Alcune ombre permangono infatti sulla sua immagine politica. Ma sappiamo oggi che, almeno relativamente a un addebito che gli si moveva a proposito di un episodio del ‘92, il “Tribunale Speciale” irakeno che lo giudica lo ha assolto. Egli resta imputato per altri crimini: può sempre venir dunque condannato. Ma non è impossibile che la stima che circonda l’anziano uomo politico, e che sembra non esser venuta meno nel paese, si sia affiancata a sagge considerazioni circa l’opportunità di avviare sul serio un processo di pacificazione nazionale e ci si stia orientando a fornire, assolvendolo pienamente o condannandolo solo in modo lieve, una prova di buona volontà. La situazione politica irakena è notoriamente pesante: e purtroppo anche là siamo ormai in pieno scontro fra comunità religiose, una realtà sconosciuta al regime saddamista, e non solo per motivi legati alla repressione poliziesca.
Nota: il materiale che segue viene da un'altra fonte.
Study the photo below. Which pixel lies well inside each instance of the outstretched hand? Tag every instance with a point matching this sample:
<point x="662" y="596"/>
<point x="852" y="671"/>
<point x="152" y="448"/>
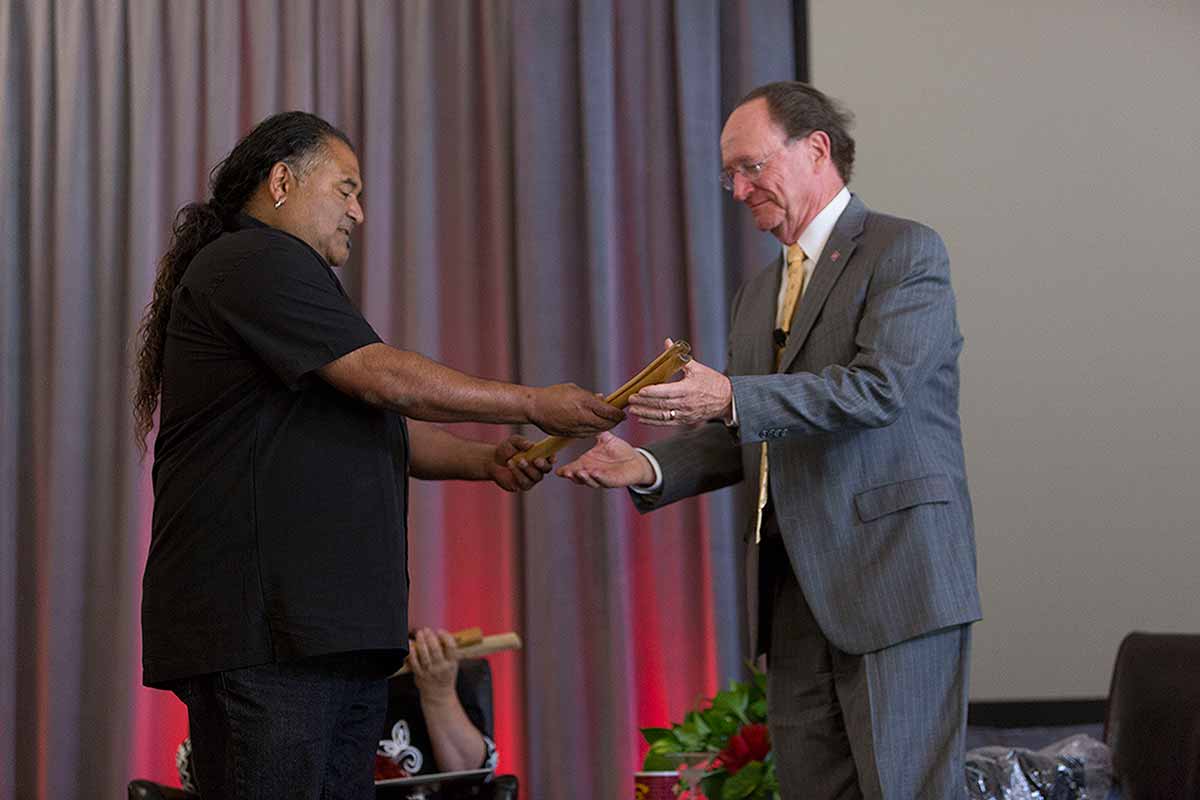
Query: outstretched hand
<point x="522" y="475"/>
<point x="702" y="395"/>
<point x="612" y="463"/>
<point x="567" y="410"/>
Mi piacerebbe avere tra breve notizia della piena liberazione di quel vecchio, dignitoso signore. Credo che ciò farebbe bene al suo povero paese e alla causa della pace. E farebbe bene anche all’attuale governo irakeno, che finora ha dato prove soprattutto di collaborazionismo nei confronti degli occupanti”.
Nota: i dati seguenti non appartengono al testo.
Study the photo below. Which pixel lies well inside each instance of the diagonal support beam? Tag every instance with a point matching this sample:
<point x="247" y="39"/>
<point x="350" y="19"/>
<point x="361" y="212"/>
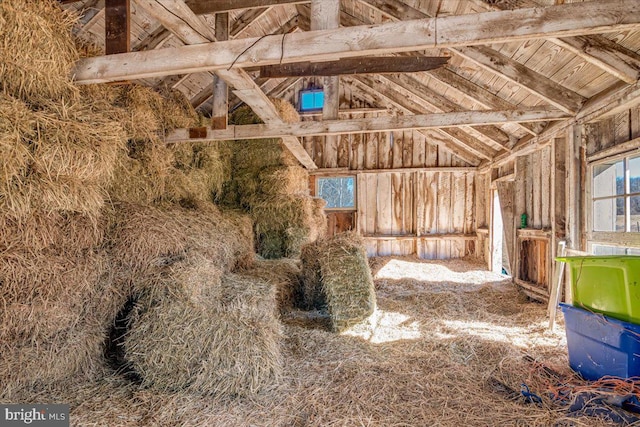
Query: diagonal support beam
<point x="177" y="17"/>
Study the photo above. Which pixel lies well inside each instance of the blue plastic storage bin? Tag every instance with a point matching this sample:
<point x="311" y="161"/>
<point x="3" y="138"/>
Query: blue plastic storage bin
<point x="600" y="345"/>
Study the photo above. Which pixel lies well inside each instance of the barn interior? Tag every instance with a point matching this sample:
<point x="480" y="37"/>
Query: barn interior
<point x="312" y="213"/>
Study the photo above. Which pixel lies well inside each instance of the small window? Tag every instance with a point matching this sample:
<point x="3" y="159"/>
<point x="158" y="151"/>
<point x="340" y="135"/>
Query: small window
<point x="616" y="195"/>
<point x="339" y="192"/>
<point x="311" y="100"/>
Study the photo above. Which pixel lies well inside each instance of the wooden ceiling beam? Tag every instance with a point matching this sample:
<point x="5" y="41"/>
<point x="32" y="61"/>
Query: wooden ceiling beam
<point x="475" y="29"/>
<point x="192" y="30"/>
<point x="205" y="94"/>
<point x="495" y="62"/>
<point x="447" y="77"/>
<point x="532" y="81"/>
<point x="368" y="125"/>
<point x="498" y="139"/>
<point x="201" y="7"/>
<point x="407" y="106"/>
<point x="605" y="54"/>
<point x="597" y="50"/>
<point x="409" y="102"/>
<point x="364" y="65"/>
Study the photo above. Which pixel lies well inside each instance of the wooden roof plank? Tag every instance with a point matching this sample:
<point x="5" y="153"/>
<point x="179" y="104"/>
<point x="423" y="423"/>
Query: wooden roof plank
<point x="475" y="29"/>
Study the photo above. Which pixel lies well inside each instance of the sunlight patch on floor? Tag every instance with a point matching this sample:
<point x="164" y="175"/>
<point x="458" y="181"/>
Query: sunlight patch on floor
<point x="423" y="271"/>
<point x="518" y="336"/>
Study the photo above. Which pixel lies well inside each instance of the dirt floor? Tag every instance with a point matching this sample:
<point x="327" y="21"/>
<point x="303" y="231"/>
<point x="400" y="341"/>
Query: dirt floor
<point x="450" y="345"/>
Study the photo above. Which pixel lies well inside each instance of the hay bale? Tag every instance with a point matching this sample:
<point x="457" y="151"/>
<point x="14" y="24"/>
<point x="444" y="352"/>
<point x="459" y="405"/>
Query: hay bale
<point x="287" y="180"/>
<point x="284" y="275"/>
<point x="346" y="284"/>
<point x="177" y="111"/>
<point x="151" y="114"/>
<point x="37" y="52"/>
<point x="63" y="157"/>
<point x="201" y="172"/>
<point x="312" y="295"/>
<point x="145" y="237"/>
<point x="57" y="309"/>
<point x="219" y="338"/>
<point x="283" y="224"/>
<point x="143" y="172"/>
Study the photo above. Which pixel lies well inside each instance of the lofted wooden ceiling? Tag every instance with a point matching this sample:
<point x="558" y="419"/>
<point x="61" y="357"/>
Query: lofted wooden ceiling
<point x="518" y="71"/>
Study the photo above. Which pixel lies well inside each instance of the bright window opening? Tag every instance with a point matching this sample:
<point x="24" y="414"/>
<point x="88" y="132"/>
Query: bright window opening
<point x="311" y="100"/>
<point x="616" y="195"/>
<point x="339" y="192"/>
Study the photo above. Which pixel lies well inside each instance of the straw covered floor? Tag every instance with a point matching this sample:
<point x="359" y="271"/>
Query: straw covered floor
<point x="442" y="337"/>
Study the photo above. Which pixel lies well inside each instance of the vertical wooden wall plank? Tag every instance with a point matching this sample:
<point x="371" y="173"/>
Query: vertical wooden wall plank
<point x="384" y="207"/>
<point x="536" y="220"/>
<point x="469" y="211"/>
<point x="635" y="122"/>
<point x="419" y="147"/>
<point x="407" y="149"/>
<point x="545" y="186"/>
<point x="444" y="212"/>
<point x="431" y="159"/>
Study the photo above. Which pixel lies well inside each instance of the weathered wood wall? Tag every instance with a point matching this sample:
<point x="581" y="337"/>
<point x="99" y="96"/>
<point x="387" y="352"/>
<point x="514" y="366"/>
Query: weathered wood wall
<point x="430" y="214"/>
<point x="607" y="133"/>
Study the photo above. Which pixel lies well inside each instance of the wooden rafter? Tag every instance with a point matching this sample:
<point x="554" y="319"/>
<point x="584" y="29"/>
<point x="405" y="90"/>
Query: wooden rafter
<point x="498" y="139"/>
<point x="596" y="50"/>
<point x="365" y="65"/>
<point x="192" y="30"/>
<point x="533" y="82"/>
<point x="435" y="136"/>
<point x="205" y="94"/>
<point x="413" y="105"/>
<point x="201" y="7"/>
<point x="553" y="21"/>
<point x="493" y="61"/>
<point x="371" y="124"/>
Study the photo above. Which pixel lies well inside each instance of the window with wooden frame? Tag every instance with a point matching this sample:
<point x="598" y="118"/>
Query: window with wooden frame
<point x="338" y="191"/>
<point x="614" y="205"/>
<point x="311" y="100"/>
“Il Tempo” pubblicò con qualche taglio questo articolo, sotto il titolo redazionale di E ora Tareq Aziz libero in nome della pace, il martedi 3 marzo a p.17. Accanto al mio – nello stile del giornalismo anglosassone – era pubblicato un articolo del generale Mario Arpino, sullo stesso argomento, dal titolo Era tutt’uno col rais. Non dimentichiamolo. Il generale Arpino, che ha nei confronti del Vicino Oriente la competenza che tutti gli riconoscono, affrontava l’argomento con un taglio evidentemente diverso dal mio e non certo ad esso opposto – anch’egli in fondo esprimeva una qualche soddisfazione per la vicenda -, ma comunque formulando qualche riserva in più. Richiamava la lunga carriera di Aziz nel partito Baath e la sua costante corresponsabilita con Saddam – il che è senza dubbio vero – e formulava l’ipotesi che, al di là delle esigenze di pacificazione interna, l’assoluzione dipendesse in qualche modo da una mediazione diretta o indiretta del presidente degli Stati Uniti e/o della Santa Sede. E’ del tutto probabile.
Mi ha tuttavia colpito, nel pacato articolo di Arpino, un involontario tono umoristico. Il generale ha fatto benissimo a richiamare, al di là della simpatia di Aziz, le sue corresponsabilità. Solo che quel duro mònito gia compreso nel titolo (Non dimentichiamolo) fa un po’ sorridere e ci richiama, al contrario, a uno dei piu gravi difetti dell’opinione pubblica occidentale: la memoria corta. In effetti, se Aziz ha delle colpe (e personalmente credo ne abbia molte, esse risalgono soprattutto al tempo nel quale il rais Saddam non solo massacrava beatamente curdi, sciiti e iraniani (alludo al tempo della “guerra dimenticata”), ma lo faceva anche “in conto terzi” a nome, con il danaro, le armi e la benedizione degli Stati Uniti d’America e del “nostro Occidente”. Il quale lo ringraziava: l’ineffabile Kissinger lo aveva soprannominato “il Presidente del Sorriso”, l’innominabile Rumsfeld volava da Washington a stringergli la mano, l’invivibile città di Detroit lo nominava Cittadino Onorario. Era un boia al servizio dell’Occidente, uno dei tanti che sono dei “presidenti” finchè servono salvo poi divenire “dittatori” quando non servono più: a son of a bitch, but our son of a bitch. Appunto, generale Arpino. Come suona il titolo del suo articolo: Non dimentichiamolo. Non dimentichiamo i Quisling che l’Occidente semina per il mondo, salvo poi far il gioco delle tre carte e cercar di addossare a loro soli la responsabilita delle infamie commesse a suo vantaggio.